Mientras salía al pasillo, sacó la linterna del bolsillo. El Mudo se levantó a su encuentro. A la derecha, hacia el fondo del piso, a través de una puerta entreabierta, le llegó el sonido de una conversación. Andrei se detuvo un instante.

—¡En El Cairo, Dagan, en El Cairo! —decía el coronel con insistencia—. Ahora veo que lo ha olvidado todo, Dagan. El vigésimo primer regimiento de tiradores de Yorkshire, comandado en aquel entonces por el viejo Bill, el quinto barón de Stratford.

—Le pido mil perdones, señor coronel —objetaba Dagan con respeto—. Podemos acudir a los diarios del señor coronel.

—¡No necesito ningún diario, Dagan! Ocúpese de su pistola. Además, me ofreció leerme algo antes de dormir.

Andrei salió al descansillo de la escalera y chocó con Ellizauer como quien choca con un poste telegráfico. El hombre fumaba, encorvado, con el trasero recostado en los pasamanos metálicos.

—¿El último antes de dormir? —preguntó Andrei.

—Exactamente, señor consejero. Enseguida me voy a dormir.

—Vaya, vaya —le dijo Andrei, siguiendo de largo—. Cómo se dice: más se duerme, menos se peca.

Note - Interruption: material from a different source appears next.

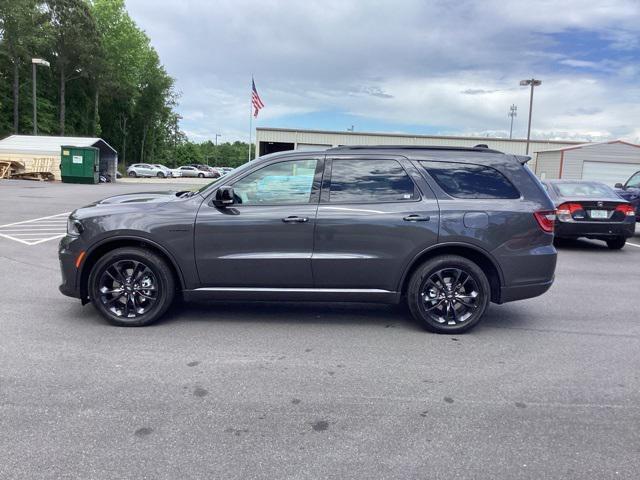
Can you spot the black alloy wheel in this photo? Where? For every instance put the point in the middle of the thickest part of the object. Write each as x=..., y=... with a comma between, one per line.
x=448, y=294
x=131, y=286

Ellizauer soltó una risita respetuosa.

«Qué tío más alto —pensó Andrei—. Si en tres días no logras terminar la reparación, yo mismo te unciré al remolque.»

Los expedicionarios de grado inferior ocupaban el piso de abajo (aunque subían a los de arriba para hacer sus necesidades). Allí no se oía ninguna conversación: al parecer todos, o casi todos, dormían ya. A través de las puertas de los pisos, abiertas de par en par para que hubiera corriente de aire, se escuchaban ronquidos, chasquidos, balbuceos y toses de fumadores.